島国とはいうものの、やはり大陸欧州との関係は密接です。11世紀にイングランドを征服したノルマン王朝の始祖ギヨーム(征服王)は、フランスでは地方領主たるノルマンディー公でした。こうして、イングランドの貴族階級はフランス語を話し、民衆が英語を話すという社会の重層構造が生まれたとのことですが、以前フランスで勤務していたときに、この事実からフランス語が英語に対してより洗練されている言語、と宣っていたのを思い出しました。
その後、プランタジネット朝では英仏にまたがる領土を有するも、十字軍遠征での出費や、ジョン(失地王)の失政を経て、ほぼ現在の領土と同規模に縮小。14世紀にはフランスとの100年戦争で、島国となります。
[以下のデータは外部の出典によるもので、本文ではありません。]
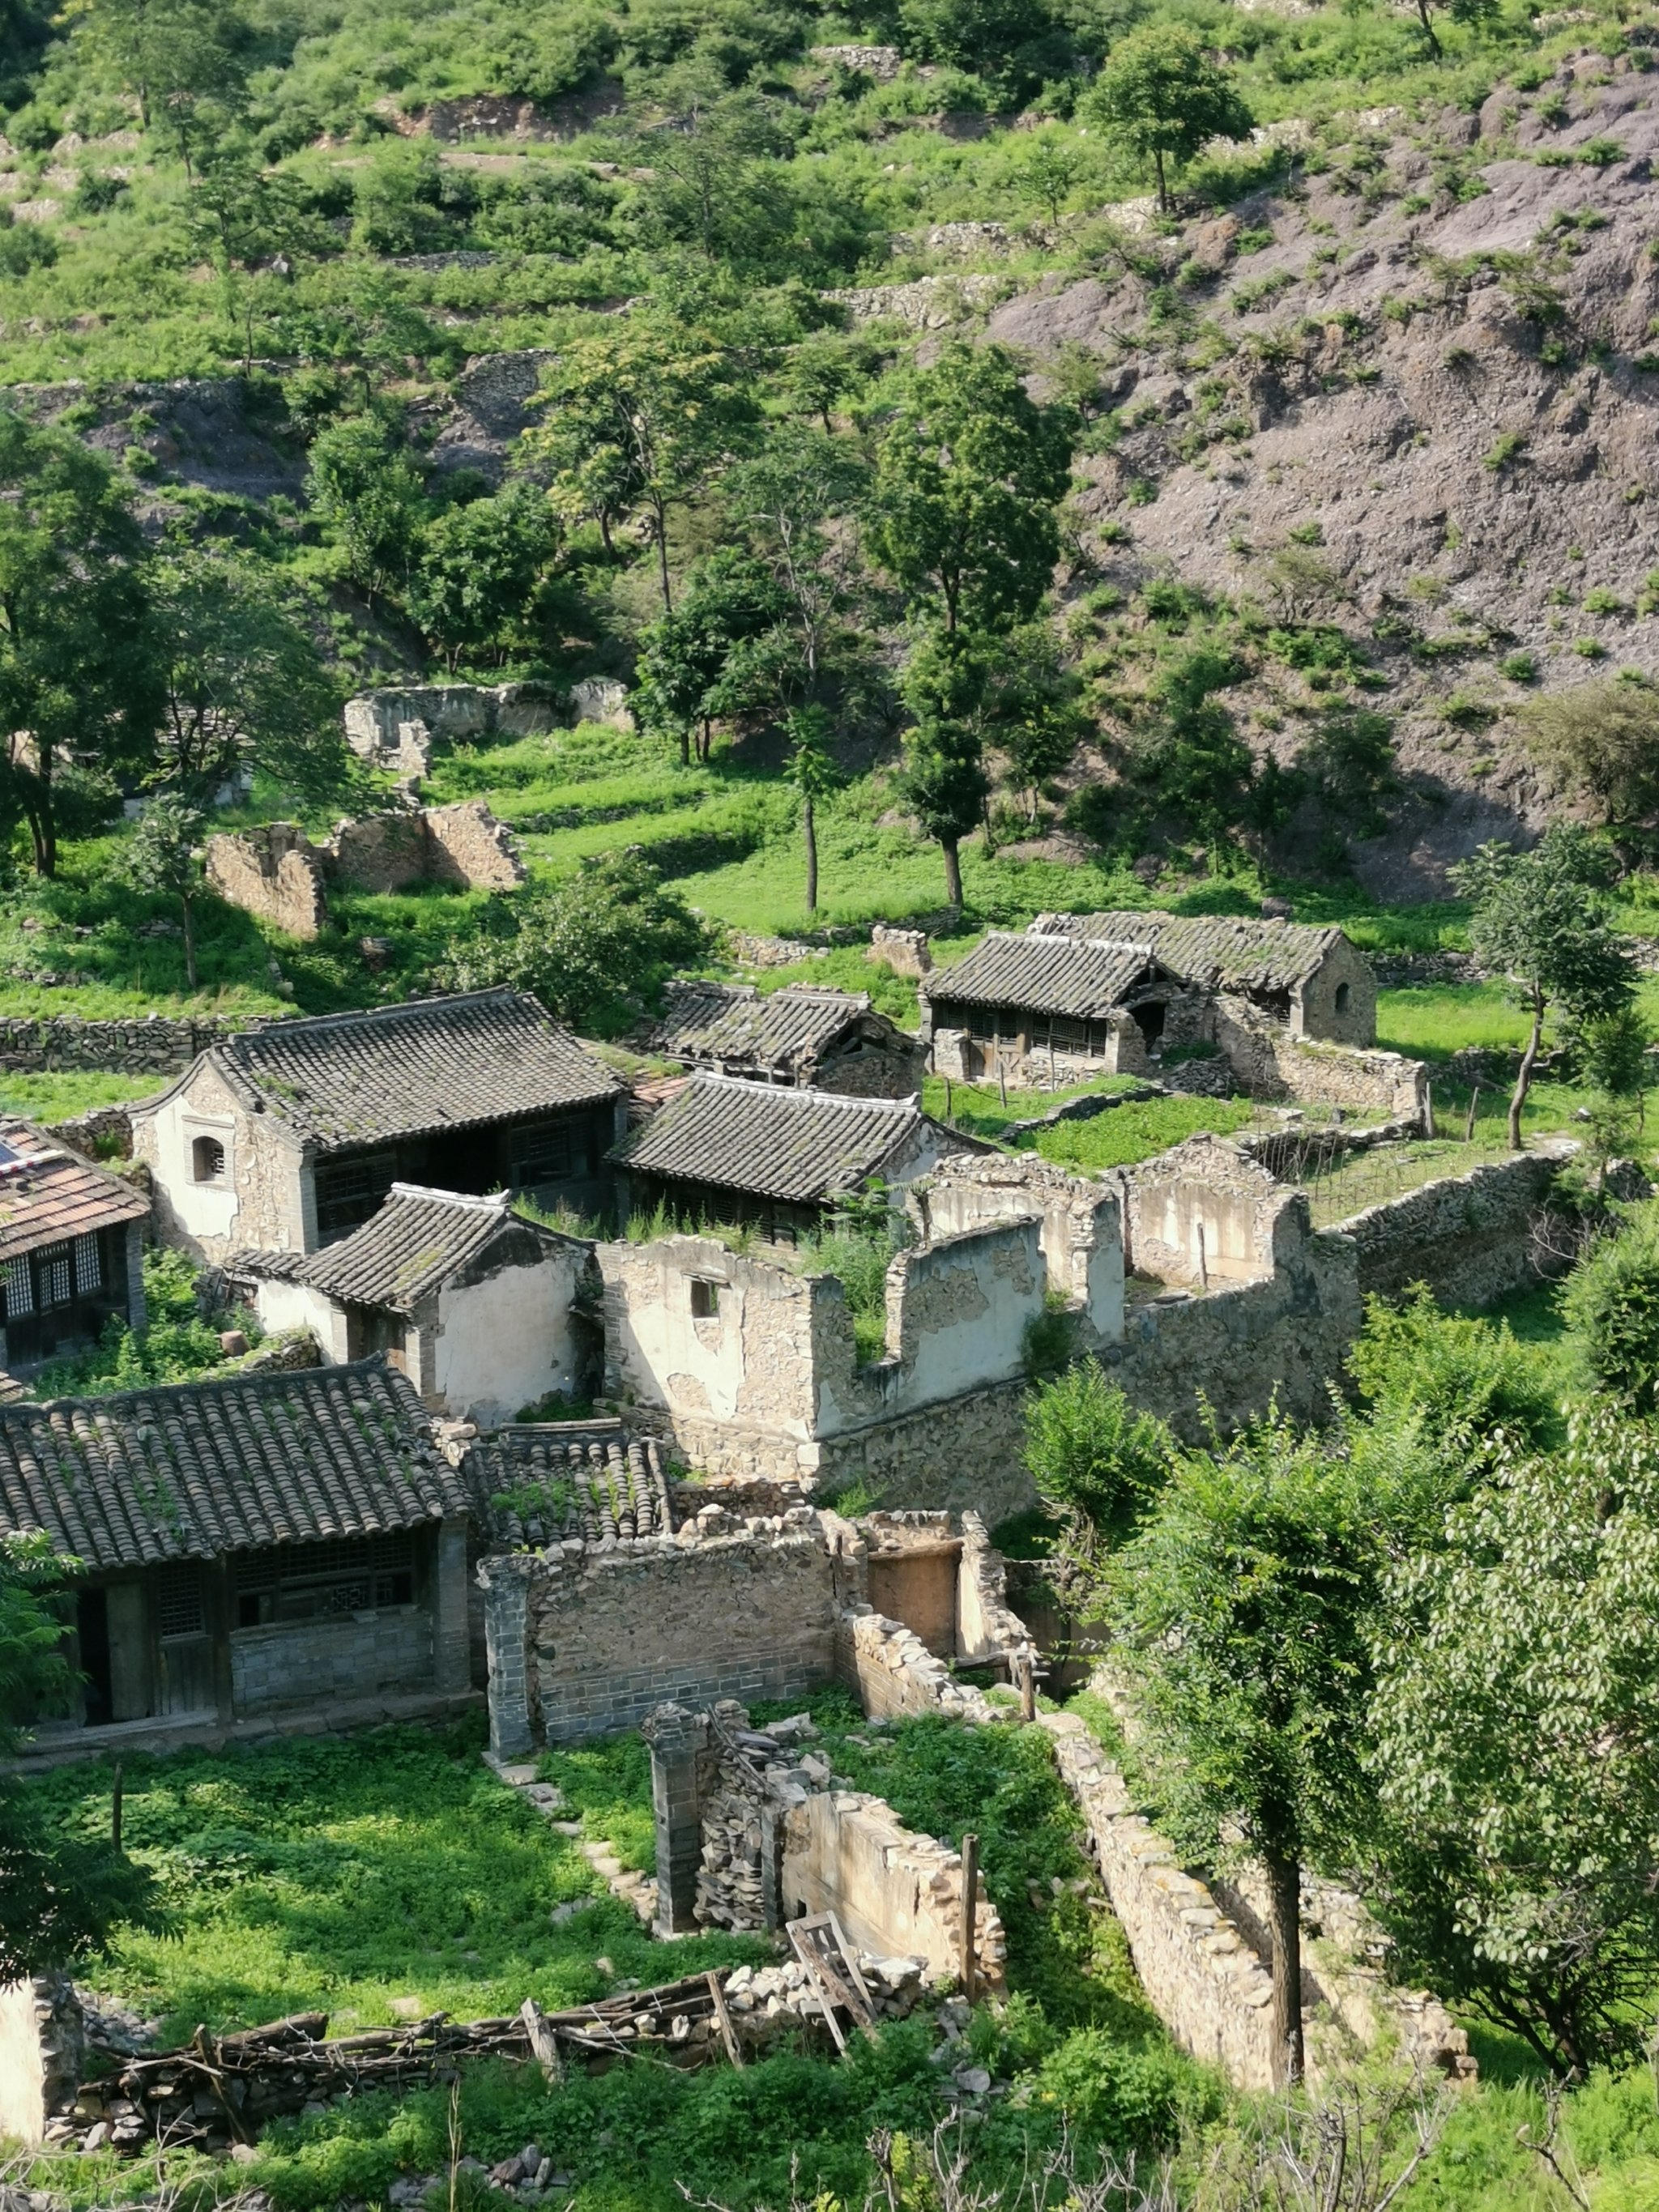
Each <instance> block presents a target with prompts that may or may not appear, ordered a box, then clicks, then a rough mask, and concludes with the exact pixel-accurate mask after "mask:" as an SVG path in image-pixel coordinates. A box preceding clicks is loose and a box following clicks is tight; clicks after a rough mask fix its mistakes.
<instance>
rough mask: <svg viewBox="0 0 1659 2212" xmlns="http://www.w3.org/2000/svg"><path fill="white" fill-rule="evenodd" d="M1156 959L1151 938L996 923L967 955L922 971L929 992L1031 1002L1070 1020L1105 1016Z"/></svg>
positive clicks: (1122, 999)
テューダー朝、スチュアート朝、ハノーバー朝と王朝が変遷していく中で、ピューリタン革命、名誉革命、産業革命を経て、英国は中央集権国家として形成されつつ、貿易で先行していたオランダを凌駕し、蒸気船や海上保険、電信ネットワークを支配することにより、世界に冠たる大英帝国となります。
二つの大戦後はアメリカのヘゲモニー下で、大陸欧州と距離をとりつつ、米国とも緊密な関係を結んでいますが、Brexitにより英国がスコットランド、北アイルランド、ウェールズ、イングランドを統合するその体制を維持できるかが注目されます。